About two weeks ago, we filed a petition to the HCJ, which is unusual even given the cases we regularly deal with; it deals with Kafkaesque behavior by the security forces. We are petitioning on behalf of Akhlas Sayel Mustafa A-Shatiyeh and her sister, Suhad Sayel Mustafa A-Shatiye.
The story of the sisters is unique. Akhlas was born blind, and their father – Sayel Jabara A-Shatiye – was killed in 2004 by a settler, Yehoshua Elizur, a resident of the settlement of Itamar. He was convicted of homicide, but – lo and behold – managed to escape Israel before he began serving his sentence.
Despite this background, Akhlas managed to finish a master’s degree in English and literature, and served as a counselor for female students suffering from disabilities, in the University of Beir Zeit. Presently she works as an investigator for the Stars of Hope Society, a Palestinian NGO promoting the rights of disabled women. She is often sent on behalf of the Society to conferences abroad; her sister Suhad accompanies her and aids her.

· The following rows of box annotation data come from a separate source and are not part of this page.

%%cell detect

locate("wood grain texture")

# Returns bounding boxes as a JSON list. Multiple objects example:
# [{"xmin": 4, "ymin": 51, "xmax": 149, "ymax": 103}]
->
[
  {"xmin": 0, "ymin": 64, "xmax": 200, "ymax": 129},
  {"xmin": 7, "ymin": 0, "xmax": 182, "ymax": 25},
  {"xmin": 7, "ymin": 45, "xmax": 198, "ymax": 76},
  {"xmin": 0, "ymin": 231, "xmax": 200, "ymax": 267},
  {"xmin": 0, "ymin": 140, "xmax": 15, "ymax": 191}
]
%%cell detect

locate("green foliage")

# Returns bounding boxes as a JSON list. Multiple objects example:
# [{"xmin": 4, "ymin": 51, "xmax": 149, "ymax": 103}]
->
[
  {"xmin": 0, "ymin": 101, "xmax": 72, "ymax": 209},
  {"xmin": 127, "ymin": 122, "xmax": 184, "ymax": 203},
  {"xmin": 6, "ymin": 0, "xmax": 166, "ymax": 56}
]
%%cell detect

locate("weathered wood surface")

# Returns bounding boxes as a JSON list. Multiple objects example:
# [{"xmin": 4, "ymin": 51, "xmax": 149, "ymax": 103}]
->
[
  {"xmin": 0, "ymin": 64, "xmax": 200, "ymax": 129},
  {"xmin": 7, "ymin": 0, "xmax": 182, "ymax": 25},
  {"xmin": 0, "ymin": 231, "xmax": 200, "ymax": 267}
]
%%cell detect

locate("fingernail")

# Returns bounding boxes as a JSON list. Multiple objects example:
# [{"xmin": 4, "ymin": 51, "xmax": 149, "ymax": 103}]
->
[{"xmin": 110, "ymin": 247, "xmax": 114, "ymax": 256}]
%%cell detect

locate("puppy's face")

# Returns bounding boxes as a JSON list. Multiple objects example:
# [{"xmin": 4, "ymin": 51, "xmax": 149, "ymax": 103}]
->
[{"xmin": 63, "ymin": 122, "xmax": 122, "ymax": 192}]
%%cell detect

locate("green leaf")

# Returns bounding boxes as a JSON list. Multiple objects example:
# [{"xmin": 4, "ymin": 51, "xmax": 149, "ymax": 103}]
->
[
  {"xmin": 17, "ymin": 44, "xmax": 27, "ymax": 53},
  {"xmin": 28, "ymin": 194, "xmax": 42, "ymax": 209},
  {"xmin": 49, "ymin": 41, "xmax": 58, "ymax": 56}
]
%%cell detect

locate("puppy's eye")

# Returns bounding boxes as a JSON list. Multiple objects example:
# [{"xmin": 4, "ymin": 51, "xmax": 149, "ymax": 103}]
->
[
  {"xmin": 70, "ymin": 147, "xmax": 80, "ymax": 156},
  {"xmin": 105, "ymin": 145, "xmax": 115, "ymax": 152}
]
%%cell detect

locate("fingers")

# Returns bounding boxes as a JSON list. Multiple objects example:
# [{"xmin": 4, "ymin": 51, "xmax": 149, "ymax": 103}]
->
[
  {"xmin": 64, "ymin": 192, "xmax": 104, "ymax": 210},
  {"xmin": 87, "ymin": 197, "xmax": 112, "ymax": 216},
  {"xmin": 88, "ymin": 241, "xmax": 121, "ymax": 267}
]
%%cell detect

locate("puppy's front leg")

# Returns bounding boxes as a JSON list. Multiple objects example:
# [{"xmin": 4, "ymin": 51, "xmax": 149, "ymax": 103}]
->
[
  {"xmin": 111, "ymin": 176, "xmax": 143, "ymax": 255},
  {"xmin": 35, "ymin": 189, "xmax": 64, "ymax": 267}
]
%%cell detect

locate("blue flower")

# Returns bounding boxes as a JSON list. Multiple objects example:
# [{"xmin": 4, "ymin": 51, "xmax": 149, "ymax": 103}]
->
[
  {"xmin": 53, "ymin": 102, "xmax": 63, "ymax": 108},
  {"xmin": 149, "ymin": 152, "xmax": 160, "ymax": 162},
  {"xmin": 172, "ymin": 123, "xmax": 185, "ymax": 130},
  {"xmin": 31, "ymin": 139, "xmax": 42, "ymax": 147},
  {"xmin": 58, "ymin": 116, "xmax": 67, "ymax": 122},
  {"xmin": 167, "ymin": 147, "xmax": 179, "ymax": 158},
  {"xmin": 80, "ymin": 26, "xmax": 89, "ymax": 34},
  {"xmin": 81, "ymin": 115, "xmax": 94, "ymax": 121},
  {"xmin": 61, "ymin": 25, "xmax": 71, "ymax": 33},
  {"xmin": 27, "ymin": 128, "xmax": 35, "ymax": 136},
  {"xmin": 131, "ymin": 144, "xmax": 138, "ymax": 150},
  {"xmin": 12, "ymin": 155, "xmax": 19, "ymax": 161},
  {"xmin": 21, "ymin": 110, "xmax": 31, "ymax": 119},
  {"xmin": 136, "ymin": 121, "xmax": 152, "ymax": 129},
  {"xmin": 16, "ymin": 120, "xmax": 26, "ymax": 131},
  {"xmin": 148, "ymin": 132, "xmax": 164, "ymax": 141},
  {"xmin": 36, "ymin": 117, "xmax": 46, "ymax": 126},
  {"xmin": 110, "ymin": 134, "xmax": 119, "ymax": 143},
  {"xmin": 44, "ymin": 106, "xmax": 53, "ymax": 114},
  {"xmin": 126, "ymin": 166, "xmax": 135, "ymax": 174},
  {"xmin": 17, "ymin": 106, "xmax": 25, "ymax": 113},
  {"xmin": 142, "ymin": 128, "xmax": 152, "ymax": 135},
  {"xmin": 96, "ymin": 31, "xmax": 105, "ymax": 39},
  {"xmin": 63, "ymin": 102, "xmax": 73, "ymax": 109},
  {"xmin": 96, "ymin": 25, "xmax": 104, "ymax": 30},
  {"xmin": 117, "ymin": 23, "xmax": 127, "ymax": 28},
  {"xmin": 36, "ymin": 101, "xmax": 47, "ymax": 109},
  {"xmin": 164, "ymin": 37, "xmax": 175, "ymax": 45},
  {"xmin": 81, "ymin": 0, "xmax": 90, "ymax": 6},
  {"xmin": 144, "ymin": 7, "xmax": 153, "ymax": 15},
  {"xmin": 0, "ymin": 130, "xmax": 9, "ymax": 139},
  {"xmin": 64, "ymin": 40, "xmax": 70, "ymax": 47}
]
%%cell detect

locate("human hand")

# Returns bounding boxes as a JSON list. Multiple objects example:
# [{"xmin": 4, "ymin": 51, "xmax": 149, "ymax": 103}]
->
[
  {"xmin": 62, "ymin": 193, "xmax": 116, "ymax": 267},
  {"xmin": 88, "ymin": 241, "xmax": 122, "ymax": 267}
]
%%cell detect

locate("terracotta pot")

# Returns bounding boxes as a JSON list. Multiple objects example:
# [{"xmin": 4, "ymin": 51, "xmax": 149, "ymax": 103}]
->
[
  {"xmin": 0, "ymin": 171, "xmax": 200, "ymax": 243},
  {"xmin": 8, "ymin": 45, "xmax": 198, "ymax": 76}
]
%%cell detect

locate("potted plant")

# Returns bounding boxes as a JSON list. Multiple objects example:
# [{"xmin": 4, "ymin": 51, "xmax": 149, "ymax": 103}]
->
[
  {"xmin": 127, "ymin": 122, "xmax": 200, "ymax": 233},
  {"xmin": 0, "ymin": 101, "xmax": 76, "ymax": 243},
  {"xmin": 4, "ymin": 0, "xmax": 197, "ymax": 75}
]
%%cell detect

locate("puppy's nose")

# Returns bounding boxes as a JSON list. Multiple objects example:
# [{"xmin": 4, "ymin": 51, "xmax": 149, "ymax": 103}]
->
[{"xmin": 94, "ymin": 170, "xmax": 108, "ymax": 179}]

Last December, the sisters arrived at Allenby Checkpoint, after Akhlas represented the Society at a UN conference promoting the political rights of disabled women in Jordan. Arriving at the checkpoint, they found themselves under interrogation, which lasted eight hours. At the end of it, the army confiscated all of the money held by the sisters, refusing to leave them even enough money to return home, forcing them to spend the night outside, in the cold. In total, the army seized a sum of some 5,000 NIS. The sisters presented the soldiers with receipts, showing some of the money was travel expenditure they received, and that the rest was given to them by their mother in order to purchase gifts in Amman; but the army claims the money is of “an unallowed association,” and issued a confiscation order.
And here another problem came up. Until recently, a Palestinian whose property was confiscated by our troops, could turn to the military courts in the West Bank and demand it back. Since 2013, Amendment nr. 36 to the Order Regarding Security Provisions is in force, and it reads: “The decision of the Military Commander, according to Article 61, or the decision of the Military Commander to seize, sell or confiscate property, according to the Defense (Emergency) Regulations – 1945, cannot be appealed before the military court, and is final.” In other words, if the army decides to seize your property, there’s nothing you can do.
Hence, the A-Shatiye sisters had no choice but to petition the HCJ, demanding inter alia the cancellation of the draconian Amendment nr. 36. It’s important to note that in many cases, the cost of an appeal to the HCJ is greater than that of the confiscated sum, so this route is also Kafkaesque; you have to lose money to get yours. Furthermore, an appeal to the HCJ requires either an Israeli advocate, or an entrance permit into Israel. This is one more factor which may cause the prospective claimant to give up his property, where formerly he might just have appealed to the military court. Our petition against Amendment nr. 36, it should be mentioned, follows two previous petitions on this issue by the Center for the Defense of the Individual, also demanding its repeal.
When the A-Shatiye sisters tried to understand why their money was confiscated, the Legal Advisor to the territories of Judea and Samaria (LAJS) replied that it did so “in light of reliable, double-checked intelligence presented to him, which shows that these are funds belonging to an association that is not allowed,” and hence the confiscation was appropriate. This information, needless to say, was not presented to the A-Shatiye sisters.
As our petition states, “it was also noted that even when the petitioners were allegedly given the right to present their arguments in writing before the bureau of the LAJS, they were forced to do so without having any knowledge of what charges were alleged against them, and therefore could not defend themselves. The petitioners were not informed of any relevant information on which the intent to confiscate was based, a fact that fatally harmed their right to argue, and in fact, to this day they do not know why the respondent reached the conclusion that their money belongs to an unallowed association. […] the petitioners were asked to defend themselves against vague accusations, the nature of which was not detailed, and based on documents they were not allowed to review.”
If the government of Israel wants to confiscate the A-Shatiye sisters’ money, it should act as a civilized country, not as the heir to Kafka’s court: let it stand in open court and present its evidence. A person’s right to know what crime he is being punished for, and his right to defend himself against an accusation, is a fundamental right, without which you cannot speak of a trial, but at most of a kangaroo court. The same goes for Amendment nr. 36, which allows the Military Commander to confiscate property without being accountable to anyone.
As a human rights organization, we find ourselves in an unusual position: petitioning the Israeli Supreme Court so it might restore to the military courts, which are not known for doing justice to say the least, authorities stripped away from them. And yet, this new situation is considerably worse than its predecessor, and leaves us no choice.